"Standalone with series potential"

Second complete manuscript fulfilled the brief. What made it easy was that it was a murder mystery, which makes the resolution easy (we found the murderer) and the spinoff potential (people gonna keep killing people).

In terms of pure SFF adventure, maybe not so easy. Although I guess everything has series potential unless it ends with the bloody planet exploding.



Tbh sometimes I wonder about the whole "standalone with series potential". Fantasy at least runs on series. How many big name fantasy authors post-1977 started with a standalone? How many built their name on standalones? The only one I can think of is John M Ford, and he is 100% not as well know as he could be.
Stand-alones have grown in popularity especially with publishers becoming more and more risk adverse. The likes of Gaiman, Travis Baldree, TJ Klune all have great stand-alone vibe.

Having said that you are right that, especially for epic fantasy, multiple books are more common but i think that’s more trilogies etc than series - in fact I’m not sure fantasy has a big lean towards series (whereas perhaps sci-fi has a lot of series and comparatively less trilogies etc?)
 
Stand-alones have grown in popularity especially with publishers becoming more and more risk adverse. The likes of Gaiman, Travis Baldree, TJ Klune all have great stand-alone vibe.

Having said that you are right that, especially for epic fantasy, multiple books are more common but i think that’s more trilogies etc than series - in fact I’m not sure fantasy has a big lean towards series (whereas perhaps sci-fi has a lot of series and comparatively less trilogies etc?)

Virtually every major genre defining piece of fantasy fiction/worldbuilding between LotR's massive surge in popularity and Broken Earth is, at this point, more than a trilogy. A lot started as trilogies, but got built on. There's more standalones than trilogies at this point in the 800lb gorilla section of the room. I think the best you can get for legit unlinked major trilogies in this time period is... The Fionavar Tapestry and Nevernight? I'm sure I'm missing some but probably not enough to change the point. Actually I guess Gentlemen Barstewards and Kingkiller are technically trilogies for now, but that's done neither man's reputation any good.

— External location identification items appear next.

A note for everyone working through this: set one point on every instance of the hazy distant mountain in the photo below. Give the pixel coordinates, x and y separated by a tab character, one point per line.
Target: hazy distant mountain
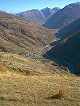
66	51
68	30
48	11
38	16
19	36
64	16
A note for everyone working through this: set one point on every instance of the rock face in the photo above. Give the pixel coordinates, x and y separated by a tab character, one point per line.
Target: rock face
64	16
38	16
19	36
66	51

And given how series get built out, the likelihood of Broken Earth and Green Bones and The Poppy War and Tide Child staying trilogies seems small. Yeah, most fantasy authors seem to be given a trilogy to start with at the moment (at least the ones they have confidence in), but they get linked up.

Not that I see a point in dividing series and trilogies, particularly not when the point is the fantasy genre doesn't get on well with standalones. The exact type of series doesn't matter. Just that it's not a standalone.

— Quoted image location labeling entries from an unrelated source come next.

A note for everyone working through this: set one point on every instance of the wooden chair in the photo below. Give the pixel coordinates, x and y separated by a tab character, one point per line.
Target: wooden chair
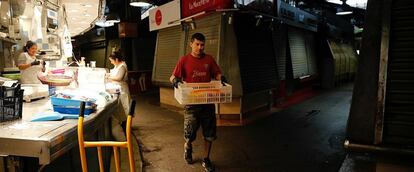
114	144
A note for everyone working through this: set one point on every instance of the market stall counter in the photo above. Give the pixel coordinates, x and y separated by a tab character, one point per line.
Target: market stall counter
51	145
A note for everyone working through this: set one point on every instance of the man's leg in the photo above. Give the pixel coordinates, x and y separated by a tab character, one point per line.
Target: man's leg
207	148
208	123
191	125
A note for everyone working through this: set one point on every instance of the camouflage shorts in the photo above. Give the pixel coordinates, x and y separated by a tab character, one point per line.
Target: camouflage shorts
196	115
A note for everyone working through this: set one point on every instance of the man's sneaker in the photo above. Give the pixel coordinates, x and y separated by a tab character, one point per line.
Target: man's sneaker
188	155
208	166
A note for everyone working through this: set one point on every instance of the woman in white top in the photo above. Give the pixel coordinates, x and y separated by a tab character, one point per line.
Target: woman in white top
28	64
119	75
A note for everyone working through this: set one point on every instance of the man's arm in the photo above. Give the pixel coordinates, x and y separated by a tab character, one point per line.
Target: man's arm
218	77
172	78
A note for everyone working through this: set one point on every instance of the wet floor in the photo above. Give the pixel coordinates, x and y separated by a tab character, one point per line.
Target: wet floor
305	137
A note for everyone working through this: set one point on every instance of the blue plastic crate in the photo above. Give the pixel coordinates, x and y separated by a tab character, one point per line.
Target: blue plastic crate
72	110
56	101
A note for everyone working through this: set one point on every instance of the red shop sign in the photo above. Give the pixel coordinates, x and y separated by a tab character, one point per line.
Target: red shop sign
191	7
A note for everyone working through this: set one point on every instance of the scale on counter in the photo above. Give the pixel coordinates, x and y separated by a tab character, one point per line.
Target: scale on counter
34	91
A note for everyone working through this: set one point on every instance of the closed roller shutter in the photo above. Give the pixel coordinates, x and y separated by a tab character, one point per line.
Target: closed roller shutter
281	44
311	52
167	52
399	100
297	44
209	26
257	61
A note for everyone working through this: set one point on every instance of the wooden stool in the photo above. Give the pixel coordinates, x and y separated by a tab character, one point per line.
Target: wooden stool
114	144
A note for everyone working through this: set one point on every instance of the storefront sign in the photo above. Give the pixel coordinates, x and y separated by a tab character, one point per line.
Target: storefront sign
295	17
191	7
166	15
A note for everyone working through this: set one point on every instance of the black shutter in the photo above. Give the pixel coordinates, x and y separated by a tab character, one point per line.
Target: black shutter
257	61
399	100
166	55
297	44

And yes, standalones get published. Yes, many do well, in some cases very well, and their authors do very well with them too. I'm pretty sure all of them would have done better for focusing more on series.

Most of those doing greatly mainly on standalones either built their rep with a series (Gaiman) or are going to turn their breakthrough standalone into a series (Baldree). The only three authors I can think of right now who are genuinely big names and have done it all with standalones are Susannah Clarke, Madeleine Miller, and maybe Erin Morgernstern. Whether they stay like that, how their reputation survives - that remains to be seen. Right now they're unicorns. I suspect all of them would be a bigger deal with series.

And as such... well, I know it's the given advice. I know publishing has its reasons. But as fantasy stands, I don't see why authors shouldn't just plan for a series, even if it's a loose one. Lie to the agent if you have to, although I would ask agents why are we bothering with the facade. But, much as I don't want to see standalones die out, may the deity of their choice bless any author who's not planning on a series in this fantasy genre, because they'll need it.